Overall, salmon production was worth €147 million, showing a growth of 25 per cent. But Irish organic salmon increased in value by 40 per cent. Production of farmed mussels rose by 53 per cent.
The figures were revealed in a report – the Business of Seafood 2017, published by Bord Iascaigh Mhara (BIM), Ireland’s Seafood Development Agency, and launched by fisheries minister Michael Creed.
Creed (pictured) said: ‘This report is significant as it measures the value of the entire Irish seafood economy, capturing the value created at all stages, from sea to plate.
‘It clearly demonstrates the scale and importance of the Irish seafood sector to our economy, supporting over 14,000 jobs.
‘From a government perspective, it’s encouraging to note how public investment is helping to strengthen an already vibrant sector to the benefit of exports and job creation, particularly in rural and coastal regions.’
Jim O’Toole, CEO of BIM, added: ‘Ireland’s seafood industry is thriving. Over the last two years, the contribution of the sector to Ireland’s GDP has grown by over 14 per cent.
‘The fact trade sales have exceeded €1 billion for the first time demonstrates the clear demand for Irish seafood.’
The EU remains Ireland’s main export market, valued at €392 million (up nine per cent).

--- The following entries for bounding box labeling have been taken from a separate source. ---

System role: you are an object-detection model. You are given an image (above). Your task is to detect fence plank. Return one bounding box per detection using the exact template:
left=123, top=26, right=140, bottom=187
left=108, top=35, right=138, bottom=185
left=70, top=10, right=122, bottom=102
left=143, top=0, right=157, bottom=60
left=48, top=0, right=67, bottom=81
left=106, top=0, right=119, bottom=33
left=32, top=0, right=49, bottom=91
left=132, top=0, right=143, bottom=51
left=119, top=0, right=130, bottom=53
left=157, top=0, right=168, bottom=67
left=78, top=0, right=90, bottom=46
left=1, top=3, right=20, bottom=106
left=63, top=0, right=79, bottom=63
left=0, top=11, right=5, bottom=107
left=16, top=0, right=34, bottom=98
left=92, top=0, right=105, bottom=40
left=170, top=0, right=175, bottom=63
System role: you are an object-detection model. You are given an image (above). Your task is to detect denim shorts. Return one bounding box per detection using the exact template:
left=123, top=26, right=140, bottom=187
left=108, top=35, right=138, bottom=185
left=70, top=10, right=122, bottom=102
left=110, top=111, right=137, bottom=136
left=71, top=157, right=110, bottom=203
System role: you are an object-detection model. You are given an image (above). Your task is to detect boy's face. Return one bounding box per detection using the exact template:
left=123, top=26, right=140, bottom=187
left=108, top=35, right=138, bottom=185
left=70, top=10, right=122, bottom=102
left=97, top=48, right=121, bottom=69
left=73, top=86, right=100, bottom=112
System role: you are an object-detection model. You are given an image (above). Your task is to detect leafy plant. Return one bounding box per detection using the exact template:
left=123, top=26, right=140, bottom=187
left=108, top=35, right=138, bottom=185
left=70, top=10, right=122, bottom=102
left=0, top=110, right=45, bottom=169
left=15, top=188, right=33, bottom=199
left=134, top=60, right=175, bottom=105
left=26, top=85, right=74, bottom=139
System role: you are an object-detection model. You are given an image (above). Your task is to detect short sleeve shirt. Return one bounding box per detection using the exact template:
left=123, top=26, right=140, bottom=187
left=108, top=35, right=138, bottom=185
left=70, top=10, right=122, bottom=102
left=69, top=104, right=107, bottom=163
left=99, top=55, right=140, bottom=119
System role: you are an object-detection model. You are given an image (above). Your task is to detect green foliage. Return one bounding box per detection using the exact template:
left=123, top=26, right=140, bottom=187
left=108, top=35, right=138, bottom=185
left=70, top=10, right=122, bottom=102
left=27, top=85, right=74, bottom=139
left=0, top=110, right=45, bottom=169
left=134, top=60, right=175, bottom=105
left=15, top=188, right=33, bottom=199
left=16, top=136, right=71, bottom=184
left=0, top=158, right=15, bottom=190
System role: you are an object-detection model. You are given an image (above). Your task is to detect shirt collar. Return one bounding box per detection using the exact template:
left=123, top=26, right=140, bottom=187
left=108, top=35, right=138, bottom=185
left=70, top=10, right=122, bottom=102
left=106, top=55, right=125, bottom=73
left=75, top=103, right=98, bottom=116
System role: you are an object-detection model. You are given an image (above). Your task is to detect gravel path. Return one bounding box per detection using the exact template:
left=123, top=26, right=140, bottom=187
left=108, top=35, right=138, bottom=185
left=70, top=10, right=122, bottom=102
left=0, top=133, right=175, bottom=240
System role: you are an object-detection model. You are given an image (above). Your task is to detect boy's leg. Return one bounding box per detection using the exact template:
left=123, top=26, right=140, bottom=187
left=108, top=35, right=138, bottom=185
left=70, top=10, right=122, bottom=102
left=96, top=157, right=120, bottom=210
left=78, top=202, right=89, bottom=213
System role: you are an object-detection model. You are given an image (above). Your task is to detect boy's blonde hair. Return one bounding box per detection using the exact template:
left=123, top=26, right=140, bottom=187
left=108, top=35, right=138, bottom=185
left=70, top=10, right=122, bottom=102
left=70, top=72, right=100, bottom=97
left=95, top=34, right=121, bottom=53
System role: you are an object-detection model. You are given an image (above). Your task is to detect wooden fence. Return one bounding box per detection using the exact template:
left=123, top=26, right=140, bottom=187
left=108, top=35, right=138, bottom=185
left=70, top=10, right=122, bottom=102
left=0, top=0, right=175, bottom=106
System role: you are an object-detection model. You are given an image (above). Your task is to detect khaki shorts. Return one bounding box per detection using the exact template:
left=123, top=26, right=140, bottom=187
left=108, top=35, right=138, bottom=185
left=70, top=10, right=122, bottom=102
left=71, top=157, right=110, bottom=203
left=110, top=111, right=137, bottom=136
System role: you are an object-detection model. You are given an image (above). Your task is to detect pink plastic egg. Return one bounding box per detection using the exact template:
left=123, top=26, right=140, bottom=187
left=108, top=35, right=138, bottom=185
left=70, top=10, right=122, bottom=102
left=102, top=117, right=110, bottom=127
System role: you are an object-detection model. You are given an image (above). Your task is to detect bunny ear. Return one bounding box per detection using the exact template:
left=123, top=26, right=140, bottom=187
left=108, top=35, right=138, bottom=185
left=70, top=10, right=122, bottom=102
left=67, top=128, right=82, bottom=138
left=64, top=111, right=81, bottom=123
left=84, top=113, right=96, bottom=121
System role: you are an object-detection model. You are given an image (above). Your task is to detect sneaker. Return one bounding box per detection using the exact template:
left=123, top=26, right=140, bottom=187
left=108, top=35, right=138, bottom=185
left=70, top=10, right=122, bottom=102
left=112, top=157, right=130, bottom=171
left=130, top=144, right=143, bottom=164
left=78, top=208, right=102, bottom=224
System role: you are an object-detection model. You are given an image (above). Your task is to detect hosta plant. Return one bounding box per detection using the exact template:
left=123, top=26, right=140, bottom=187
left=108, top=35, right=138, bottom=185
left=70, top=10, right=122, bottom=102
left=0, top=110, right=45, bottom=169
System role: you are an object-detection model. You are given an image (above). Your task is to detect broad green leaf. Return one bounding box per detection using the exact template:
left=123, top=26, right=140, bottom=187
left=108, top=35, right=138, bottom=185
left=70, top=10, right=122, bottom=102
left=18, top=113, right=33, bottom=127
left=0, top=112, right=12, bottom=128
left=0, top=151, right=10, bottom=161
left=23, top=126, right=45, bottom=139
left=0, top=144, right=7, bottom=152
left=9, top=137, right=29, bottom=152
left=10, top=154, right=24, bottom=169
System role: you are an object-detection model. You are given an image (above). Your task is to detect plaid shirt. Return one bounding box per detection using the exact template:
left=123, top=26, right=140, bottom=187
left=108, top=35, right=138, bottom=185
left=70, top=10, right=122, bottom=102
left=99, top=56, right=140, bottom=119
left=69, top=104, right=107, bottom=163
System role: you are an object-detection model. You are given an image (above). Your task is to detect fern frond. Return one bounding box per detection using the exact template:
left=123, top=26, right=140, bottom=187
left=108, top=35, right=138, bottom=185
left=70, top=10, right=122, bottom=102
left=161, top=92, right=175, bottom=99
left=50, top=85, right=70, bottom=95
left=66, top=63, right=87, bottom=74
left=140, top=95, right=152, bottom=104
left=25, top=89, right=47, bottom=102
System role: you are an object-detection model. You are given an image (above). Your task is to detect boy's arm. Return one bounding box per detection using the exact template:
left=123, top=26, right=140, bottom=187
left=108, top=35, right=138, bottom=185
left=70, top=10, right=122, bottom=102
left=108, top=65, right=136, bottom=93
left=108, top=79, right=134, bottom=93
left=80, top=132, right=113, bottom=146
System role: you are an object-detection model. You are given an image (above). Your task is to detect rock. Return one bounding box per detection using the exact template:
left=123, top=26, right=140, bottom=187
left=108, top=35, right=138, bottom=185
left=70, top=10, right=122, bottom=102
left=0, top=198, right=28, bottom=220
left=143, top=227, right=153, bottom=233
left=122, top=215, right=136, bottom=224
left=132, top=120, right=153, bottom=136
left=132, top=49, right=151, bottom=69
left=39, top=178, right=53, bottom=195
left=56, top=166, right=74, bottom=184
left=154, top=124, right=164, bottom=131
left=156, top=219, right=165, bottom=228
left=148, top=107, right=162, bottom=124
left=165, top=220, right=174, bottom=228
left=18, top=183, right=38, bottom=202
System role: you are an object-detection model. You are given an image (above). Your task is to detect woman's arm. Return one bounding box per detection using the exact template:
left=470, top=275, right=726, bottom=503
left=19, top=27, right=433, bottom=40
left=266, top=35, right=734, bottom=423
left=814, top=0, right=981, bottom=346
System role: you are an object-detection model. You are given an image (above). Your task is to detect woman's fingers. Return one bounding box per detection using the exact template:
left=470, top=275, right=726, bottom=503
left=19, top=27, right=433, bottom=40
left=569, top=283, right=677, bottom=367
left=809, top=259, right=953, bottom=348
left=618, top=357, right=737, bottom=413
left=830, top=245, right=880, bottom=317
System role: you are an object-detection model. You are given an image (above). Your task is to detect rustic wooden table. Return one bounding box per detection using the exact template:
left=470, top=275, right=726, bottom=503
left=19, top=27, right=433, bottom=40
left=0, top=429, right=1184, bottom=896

The report also demonstrates that Irish seafood is building significant markets across Africa, Asia and the Middle East, which all demonstrated double digit growth.
Fish and shellfish landed into the main fishing ports by Irish and non-Irish vessels rose by seven per cent to €401 million, with Killybegs achieving the highest value of landings, up 24 per cent to €125 million.
On the domestic market, Irish appetites for seafood continued to grow, with a four per cent increase, now valued at €429 million.
Domestic consumption comprises sales in supermarkets and shops as well as in restaurants, cafes and canteens.
Salmon, cod and prawns continue to be in favour with Irish consumers with salmon valued at €96 million and cod at €48 million.
Growing demand from species such as pollack and hake are contributing new growth, up 19 per cent in 2017.